La circulation en ce moment est encore dangereuse :
les chemins sont infestés de mines ; il est bon de ne pas s’écarter de la grand’route. Un jeune garçon imprudent l’apprend à ses dépens alors qu’il se rendait à Lesterny... Mais nos réfugiés ont hâte de voir leur... village et leurs maisons. Spectacle lamentable d’un champ de bataille où les cadavres des hommes et des bêtes voisinent, recouverts de neige ; le sol labouré par les obus ont un mélange de sang et de boue ; les maisons éventrées exposent les pauvres choses auxquelles des êtres humains attachaient tant de prix ; les ruines fumantes du carré de maisons brûlées clouent au sol les propriétaires impuissants qui sont là le regard fixe et la tête branlante.

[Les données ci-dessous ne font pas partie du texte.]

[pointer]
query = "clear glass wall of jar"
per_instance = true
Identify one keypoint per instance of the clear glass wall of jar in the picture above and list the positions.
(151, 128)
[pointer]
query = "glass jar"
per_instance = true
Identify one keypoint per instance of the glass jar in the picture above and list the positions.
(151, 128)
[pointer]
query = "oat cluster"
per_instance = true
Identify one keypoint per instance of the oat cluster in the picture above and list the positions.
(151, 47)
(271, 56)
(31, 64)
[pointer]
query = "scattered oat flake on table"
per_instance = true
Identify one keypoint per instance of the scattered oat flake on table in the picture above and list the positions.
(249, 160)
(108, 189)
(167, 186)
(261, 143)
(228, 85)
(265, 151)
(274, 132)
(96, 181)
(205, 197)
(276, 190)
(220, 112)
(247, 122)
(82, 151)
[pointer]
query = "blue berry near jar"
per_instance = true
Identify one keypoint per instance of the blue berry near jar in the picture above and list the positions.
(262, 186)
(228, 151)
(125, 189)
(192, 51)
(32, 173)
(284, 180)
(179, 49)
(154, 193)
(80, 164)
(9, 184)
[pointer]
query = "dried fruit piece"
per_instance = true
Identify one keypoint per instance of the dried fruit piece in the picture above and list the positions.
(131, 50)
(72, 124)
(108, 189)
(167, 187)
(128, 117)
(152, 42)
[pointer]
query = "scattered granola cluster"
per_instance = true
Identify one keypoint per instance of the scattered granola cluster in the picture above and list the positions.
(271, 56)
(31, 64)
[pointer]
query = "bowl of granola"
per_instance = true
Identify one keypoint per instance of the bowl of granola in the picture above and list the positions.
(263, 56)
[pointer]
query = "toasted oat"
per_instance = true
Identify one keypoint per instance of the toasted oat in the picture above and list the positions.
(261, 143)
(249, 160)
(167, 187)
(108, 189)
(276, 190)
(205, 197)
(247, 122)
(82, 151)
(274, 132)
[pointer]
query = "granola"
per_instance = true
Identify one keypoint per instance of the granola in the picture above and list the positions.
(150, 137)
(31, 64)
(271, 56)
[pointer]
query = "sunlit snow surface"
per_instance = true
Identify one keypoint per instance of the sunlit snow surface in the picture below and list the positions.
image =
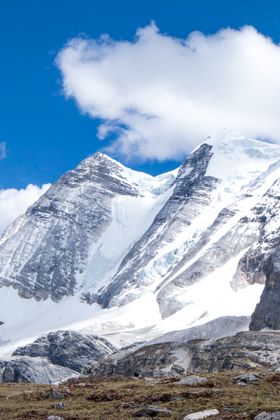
(246, 169)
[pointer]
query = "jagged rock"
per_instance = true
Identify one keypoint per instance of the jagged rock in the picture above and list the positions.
(192, 380)
(54, 358)
(267, 312)
(152, 411)
(68, 348)
(37, 370)
(202, 414)
(246, 379)
(219, 327)
(109, 235)
(241, 351)
(268, 416)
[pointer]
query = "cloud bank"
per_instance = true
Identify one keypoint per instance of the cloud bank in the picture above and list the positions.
(3, 150)
(160, 96)
(14, 202)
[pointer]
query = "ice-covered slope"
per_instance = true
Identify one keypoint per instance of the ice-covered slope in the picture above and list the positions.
(76, 233)
(130, 256)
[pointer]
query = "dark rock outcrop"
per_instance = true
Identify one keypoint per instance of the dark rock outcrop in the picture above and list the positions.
(241, 351)
(54, 357)
(267, 312)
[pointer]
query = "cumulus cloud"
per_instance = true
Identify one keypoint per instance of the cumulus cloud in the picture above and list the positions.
(3, 150)
(160, 96)
(14, 202)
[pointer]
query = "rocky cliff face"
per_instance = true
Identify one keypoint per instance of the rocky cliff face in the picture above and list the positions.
(54, 357)
(122, 241)
(241, 351)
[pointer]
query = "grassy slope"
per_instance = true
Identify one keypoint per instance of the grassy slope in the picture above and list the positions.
(118, 398)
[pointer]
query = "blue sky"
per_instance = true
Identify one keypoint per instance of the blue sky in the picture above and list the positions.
(46, 134)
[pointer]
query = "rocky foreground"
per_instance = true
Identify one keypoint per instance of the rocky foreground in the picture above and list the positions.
(229, 395)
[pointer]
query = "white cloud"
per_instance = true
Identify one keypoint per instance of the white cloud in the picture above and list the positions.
(14, 202)
(3, 150)
(162, 95)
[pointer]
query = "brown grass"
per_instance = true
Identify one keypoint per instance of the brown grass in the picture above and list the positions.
(118, 398)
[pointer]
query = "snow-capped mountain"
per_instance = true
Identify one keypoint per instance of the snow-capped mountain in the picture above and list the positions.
(112, 250)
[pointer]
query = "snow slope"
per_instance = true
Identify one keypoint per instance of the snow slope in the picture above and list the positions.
(150, 254)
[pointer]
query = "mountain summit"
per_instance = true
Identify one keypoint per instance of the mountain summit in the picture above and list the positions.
(105, 242)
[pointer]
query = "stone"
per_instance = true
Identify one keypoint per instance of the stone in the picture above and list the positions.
(55, 418)
(268, 416)
(202, 414)
(246, 379)
(151, 411)
(58, 405)
(192, 380)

Et dans ce matin brumeux, la lumière jaunâtre qui flotte sur le pays nous offre un spectacle de désolation et d’épouvante qui arrache aux soldats anglais des exclamations de pitié : « Pauvres gens », disent-ils et leur regard semble exprimer la volonté de venger cela.

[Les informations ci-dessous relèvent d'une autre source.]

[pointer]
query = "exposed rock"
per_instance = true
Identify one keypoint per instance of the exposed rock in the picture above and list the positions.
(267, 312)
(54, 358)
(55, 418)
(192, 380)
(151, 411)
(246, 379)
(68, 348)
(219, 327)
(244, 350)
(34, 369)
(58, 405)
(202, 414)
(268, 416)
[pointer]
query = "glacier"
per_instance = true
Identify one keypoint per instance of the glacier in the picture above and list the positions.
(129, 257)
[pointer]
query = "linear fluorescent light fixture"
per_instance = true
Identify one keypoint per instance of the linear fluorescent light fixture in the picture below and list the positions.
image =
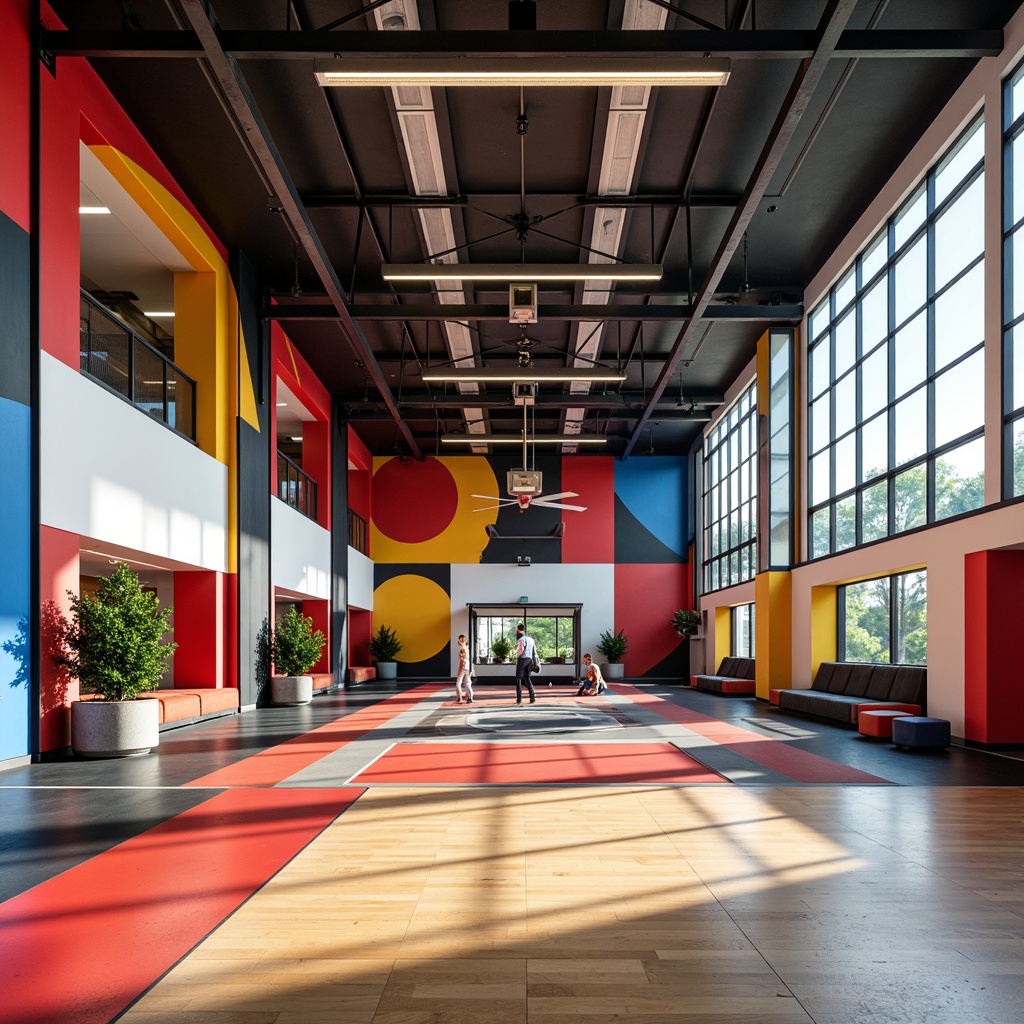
(521, 271)
(505, 69)
(517, 439)
(514, 375)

Nous sommes à la mi-janvier
et la vie reprend dans la privation de tout. Les maisons manquent de carreaux ; pour notre compte 360 grands carreaux font défaut ; les radiateurs ont sauté, les conduites sont crevées, les plafonds s’effondrent de tous côtés ; nous sommes sans feu, sans eau et sans lumière. Notre Seigneur n’est plus à l’abri dans la désolation d’une chapelle sans vitraux, le vin gèle dans les calices ; les chambres sont des glacières ; il n’y a plus que la cuisine pour nous réchauffer et nous abriter. Toute la vie se concentre là, avec le sourire et la bonté de nos braves sœurs comme baume sur nos blessures. C’est dans cette cuisine accueillante que nous avons l’honneur de recevoir la visite des plus hautes autorités du pays venant visiter les caves qui ont sauvé la vie à toute une population. C’est là que d’émouvantes scènes ont uni l’Alumnat aux familles de nos grands morts de Bure, Monsieur Renkin et Monsieur le Comte de Villermont dont nos murs ont eu la fierté de garder leurs dépouilles glorieuses jusqu’au jour de leur inhumation.

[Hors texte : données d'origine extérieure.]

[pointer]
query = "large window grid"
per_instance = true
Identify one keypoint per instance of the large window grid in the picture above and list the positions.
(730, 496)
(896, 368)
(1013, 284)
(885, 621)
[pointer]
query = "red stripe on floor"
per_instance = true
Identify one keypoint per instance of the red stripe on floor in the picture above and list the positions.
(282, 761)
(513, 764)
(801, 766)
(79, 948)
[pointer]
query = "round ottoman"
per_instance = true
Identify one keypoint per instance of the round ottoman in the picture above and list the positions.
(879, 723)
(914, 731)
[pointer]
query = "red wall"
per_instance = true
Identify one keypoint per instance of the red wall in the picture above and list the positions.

Mais eux sont morts pour que la Belgique vive et ressuscite,
c’est la grande leçon qu’ils nous donnent. Il ne sert de rien de geindre et de gémir ; constatons les dégâts et au travail. Les âmes attendent des chefs, des prêtres capables, l’Alumnat ne peut pas chômer et bientôt, malgré la neige et le froid, la maison se transforme en chantier, les Pères en artisans et grâce à quelques amis les brèches des toits se colmatent, les fenêtres retrouvent leurs yeux, les matelas se piquent, la maison fait sa toilette et Pâques apportent avec son beau soleil une résurrection inespérée. Et on put bientôt songer à fixer la rentrée au 9 avril. Tout n’est pas parfait et la nuit plus d’un alumniste se réveille en proie au cauchemar provoqué par les trous béants dans le plafond, mais la pluie et le vent n’y entrent pas et c’est le principal. Il a fallu revenir au système des corvées eau du début de la fondation ; le Père Économe me traite parfois de téméraire quand il voit le trou de sa caisse. Mais les alumnistes sont tous revenus avec même quelques nouveaux, ils sont quatre-vingt-six, cela donne de la vie, de la joie, de l’entrain, du travail, de l’ardeur, de la piété et Dieu qui donne aux petits des oiseaux la pâture aura soin de ceux qui se confient en sa Providence.